Turun dengan tergesa dari atas ranjang hingga terjatuh karena kedua kakinya yang terasa lemas dan suara berisik benturan antara tiang penyangga infus dengan lantai terdengar di ruangan itu. Jarum infus tertarik karena mengikuti gravitasi tiang penyangga hingga menyebabkan darah ke luar dan rasa perih menjalar di punggung tangan Gabriel membuat cowok itu meringis pelan karena bukan punggung tangannya saja yang terasa perih namun juga perutnya.
Cklek!
Gabriel mendongak, tatapan matanya bertemu dengan Shilla yang baru saja membuka pintu. Gadis itu terdiam, berdiri di antara pintu menatap Gabriel dengan tatapan yang sulit diartikan lantas memalingkan wajah ketika Gabriel menatapnya lekat.
Gebriel memperhatikan baju pasien yang dikenakan Shilla juga perban yang melilit pada kepala juga lengan kanan atas gadis itu, lantas perasaan bersalah melingkupi dirinya saat mengetahui luka itu didapatkan akibat dari menyelamatkan dirinya.

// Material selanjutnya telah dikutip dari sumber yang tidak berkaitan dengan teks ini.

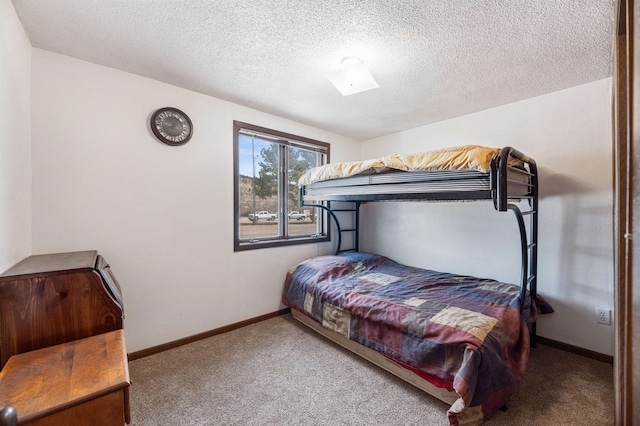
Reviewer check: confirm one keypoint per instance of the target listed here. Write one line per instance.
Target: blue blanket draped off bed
(458, 332)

Shilla berjalan menghampiri Gabriel, lantas membantu Gabriel untuk berdiri dan juga mendirikan tiang penyangga infus Gabriel. Tidak ada ucapan yang terlontar dari gadis itu, begitu pun Gabriel. Keduanya sama-sama diam, namun diam-diam Gabriel memperhatikan raut wajah Shilla, meneliti bagaimana ekspresi wajah gadis itu dan juga kedua bola matanya namun dia tidak bisa membacanya. Wajah gadis itu datar, sangat datar tanpa ekspresi seperti bukan Shilla yang dia lihat sebelum-sebelumnya, kedua bola matanya tak memancarkan apapun selain kehampaan. Cowok itu meraih dagu Shilla agar Gabriel bisa dengan jelas membaca emosi tersembunyi yang ada di dalam kedua mata Shilla, namun Shilla menepis tangannya, "Lepas."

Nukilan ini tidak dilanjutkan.